Using Structured Streaming to Create a Word Count Application in Spark

The example in this section creates a DataSet representing a stream of input lines from Kafka and prints out a running word count of the input lines to the console.

val spark = SparkSession
       .builder
       .appName("StructuredKafkaWordCount")
       .getOrCreate()
              
import spark.implicits._
//Create a DataSet representing the stream of input lines from Kafka
val lines = spark
       .readStream
       .format("kafka")
       .option("kafka.bootstrap.servers", bootstrapServers)
       .option(subscribeType, topics)
       .load()
       .selectExpr("CAST(value AS STRING)")
       .as[String]
//Generate a running word count
val wordCounts = lines.flatMap(_.split(" ")).groupBy("value").count()
//Run the query that prints the running counts to the console
val query = wordCounts.writeStream
       .outputMode("complete")
       .format("console")
       .option("checkpointLocation", checkpointLocation)
       .start()
              
query.awaitTermination()
SparkSession spark = SparkSession
              .builder()
              .appName("JavaStructuredKafkaWordCount")
              .getOrCreate();
//Create a DataSet representing the stream of input lines from Kafka
Dataset<String> lines = spark
              .readStream()
              .format("kafka")
              .option("kafka.bootstrap.servers", bootstrapServers)
              .option(subscribeType, topics)
              .load()
              .selectExpr("CAST(value AS STRING)")
              .as(Encoders.STRING());
//Generate a running word count
Dataset<Row> wordCounts = lines.flatMap(
(FlatMapFunction<String, String>) x -> Arrays.asList(x.split(" ")).iterator(),
Encoders.STRING()).groupBy("value").count();
              
//Run the query that prints the running counts to the console
StreamingQuery query = wordCounts.writeStream()

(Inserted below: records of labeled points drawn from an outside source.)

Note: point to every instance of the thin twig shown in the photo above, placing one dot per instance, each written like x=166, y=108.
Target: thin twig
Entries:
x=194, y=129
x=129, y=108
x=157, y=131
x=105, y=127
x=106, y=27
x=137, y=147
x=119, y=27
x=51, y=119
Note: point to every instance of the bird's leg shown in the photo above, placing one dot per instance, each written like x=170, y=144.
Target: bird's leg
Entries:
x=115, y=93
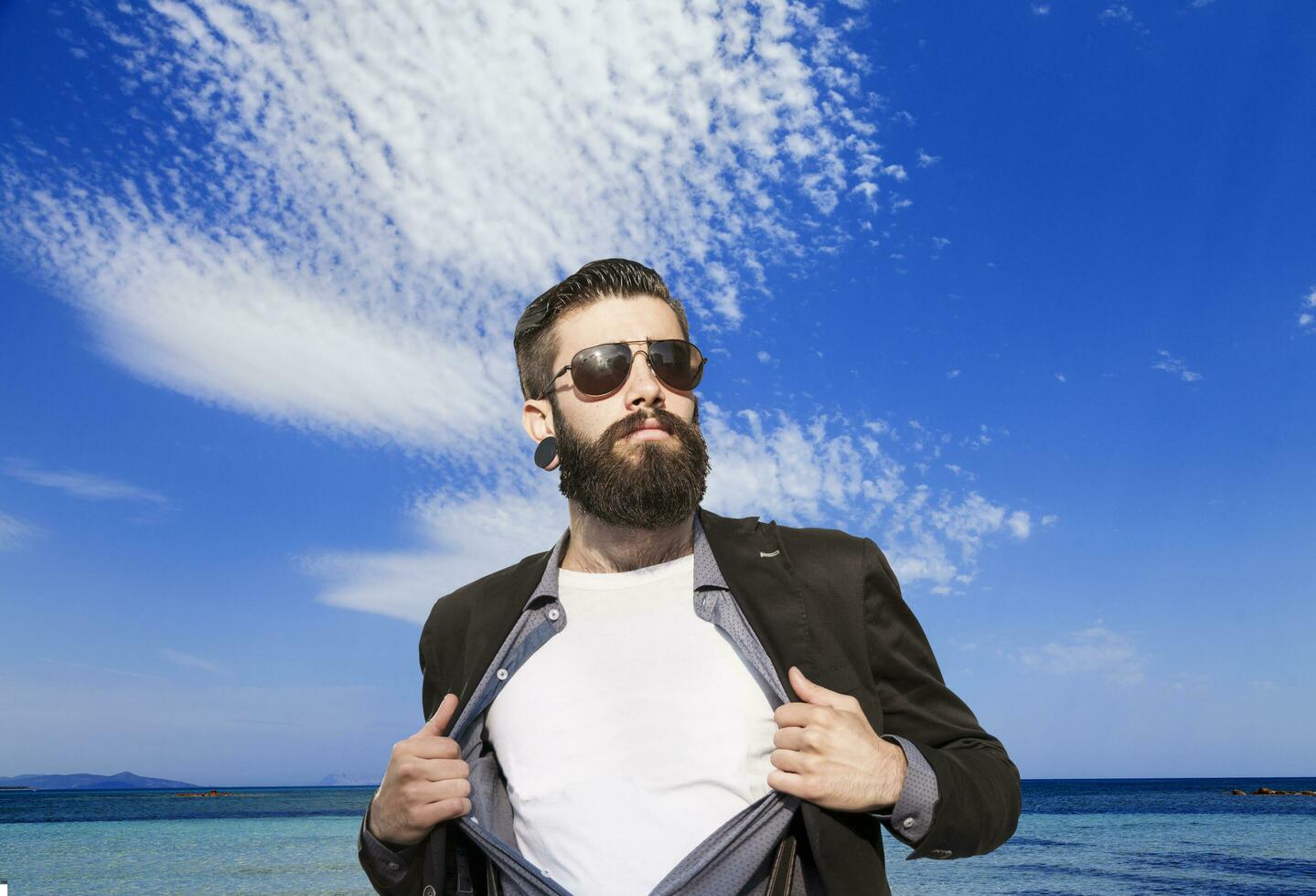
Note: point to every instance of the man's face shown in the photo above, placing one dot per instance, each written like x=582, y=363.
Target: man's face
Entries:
x=633, y=457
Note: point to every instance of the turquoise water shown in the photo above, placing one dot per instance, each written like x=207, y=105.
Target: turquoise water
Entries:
x=1183, y=836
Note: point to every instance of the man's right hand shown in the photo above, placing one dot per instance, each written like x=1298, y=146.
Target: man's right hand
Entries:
x=425, y=783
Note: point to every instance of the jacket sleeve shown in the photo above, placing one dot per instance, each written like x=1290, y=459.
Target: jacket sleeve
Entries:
x=392, y=869
x=978, y=794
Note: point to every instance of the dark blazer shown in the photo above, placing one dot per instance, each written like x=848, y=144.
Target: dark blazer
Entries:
x=818, y=599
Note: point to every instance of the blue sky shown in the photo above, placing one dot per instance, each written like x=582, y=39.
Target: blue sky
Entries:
x=1024, y=291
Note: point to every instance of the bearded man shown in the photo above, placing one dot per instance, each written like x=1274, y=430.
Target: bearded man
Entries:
x=670, y=701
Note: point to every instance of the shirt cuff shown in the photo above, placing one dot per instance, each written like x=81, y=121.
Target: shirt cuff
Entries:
x=390, y=862
x=911, y=817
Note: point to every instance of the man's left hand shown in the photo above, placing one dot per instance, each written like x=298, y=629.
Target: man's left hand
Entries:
x=829, y=754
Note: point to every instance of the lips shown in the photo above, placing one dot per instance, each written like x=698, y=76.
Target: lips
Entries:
x=647, y=431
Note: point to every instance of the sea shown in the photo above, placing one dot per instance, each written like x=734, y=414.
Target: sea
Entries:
x=1144, y=836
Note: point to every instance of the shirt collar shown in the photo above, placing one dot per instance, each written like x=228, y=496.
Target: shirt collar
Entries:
x=707, y=574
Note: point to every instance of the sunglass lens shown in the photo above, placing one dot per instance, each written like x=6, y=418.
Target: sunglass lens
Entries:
x=602, y=368
x=677, y=362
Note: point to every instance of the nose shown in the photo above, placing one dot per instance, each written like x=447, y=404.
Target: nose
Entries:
x=642, y=384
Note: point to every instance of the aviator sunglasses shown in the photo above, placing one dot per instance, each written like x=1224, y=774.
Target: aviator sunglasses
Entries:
x=600, y=368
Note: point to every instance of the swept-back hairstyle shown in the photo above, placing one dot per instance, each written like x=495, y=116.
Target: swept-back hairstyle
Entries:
x=536, y=342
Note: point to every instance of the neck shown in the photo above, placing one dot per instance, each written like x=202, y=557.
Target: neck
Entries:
x=596, y=546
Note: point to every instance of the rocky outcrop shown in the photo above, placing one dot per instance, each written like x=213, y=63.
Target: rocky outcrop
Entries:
x=1267, y=791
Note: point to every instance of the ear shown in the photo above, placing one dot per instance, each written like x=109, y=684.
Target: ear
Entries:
x=537, y=419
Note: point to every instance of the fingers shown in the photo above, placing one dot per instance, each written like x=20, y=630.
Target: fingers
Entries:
x=432, y=770
x=419, y=794
x=444, y=715
x=790, y=761
x=790, y=739
x=432, y=748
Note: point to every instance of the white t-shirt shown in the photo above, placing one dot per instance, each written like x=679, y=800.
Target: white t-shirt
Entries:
x=632, y=734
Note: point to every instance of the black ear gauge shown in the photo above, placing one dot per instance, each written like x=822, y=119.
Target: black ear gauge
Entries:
x=545, y=452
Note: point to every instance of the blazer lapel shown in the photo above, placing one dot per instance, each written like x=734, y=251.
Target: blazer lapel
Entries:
x=764, y=583
x=494, y=616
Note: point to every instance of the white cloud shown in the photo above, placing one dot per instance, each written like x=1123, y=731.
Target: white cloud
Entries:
x=1175, y=366
x=1095, y=650
x=359, y=203
x=15, y=532
x=86, y=485
x=363, y=200
x=825, y=473
x=189, y=661
x=461, y=539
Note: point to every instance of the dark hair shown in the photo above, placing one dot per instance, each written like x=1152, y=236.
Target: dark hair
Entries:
x=607, y=278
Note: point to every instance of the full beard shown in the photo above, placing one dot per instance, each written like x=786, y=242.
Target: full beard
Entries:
x=649, y=485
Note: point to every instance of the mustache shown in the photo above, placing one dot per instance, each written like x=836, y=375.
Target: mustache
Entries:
x=633, y=421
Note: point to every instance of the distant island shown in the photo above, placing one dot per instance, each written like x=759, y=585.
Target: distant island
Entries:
x=341, y=779
x=126, y=781
x=123, y=781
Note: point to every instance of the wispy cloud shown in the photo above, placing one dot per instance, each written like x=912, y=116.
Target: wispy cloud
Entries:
x=84, y=485
x=15, y=532
x=369, y=197
x=1123, y=15
x=825, y=473
x=358, y=220
x=1307, y=316
x=1175, y=366
x=189, y=661
x=1095, y=650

              .outputMode("complete")
              .format("console")
              .start();
              
query.awaitTermination();         
spark = SparkSession\
          .builder\
          .appName("StructuredKafkaWordCount")\
          .getOrCreate()
              
#Create a DataSet representing the stream of input lines from Kafka
lines = spark\
          .readStream\
          .format("kafka")\
          .option("kafka.bootstrap.servers", bootstrapServers)\
          .option(subscribeType, topics)\
          .load()\
          .selectExpr("CAST(value AS STRING)")
              
#Split the lines into words
words = lines.select(
#explode turns each item in an array into a separate row
explode(
        split(lines.value, ' ')
       ).alias('word')
     )
               
#Generate a running word count
wordCounts = words.groupBy('word').count()
              
#Run the query that prints the running counts to the console
query = wordCounts\
           .writeStream\
           .outputMode('complete')\
           .format('console')\
           .start()
              
query.awaitTermination()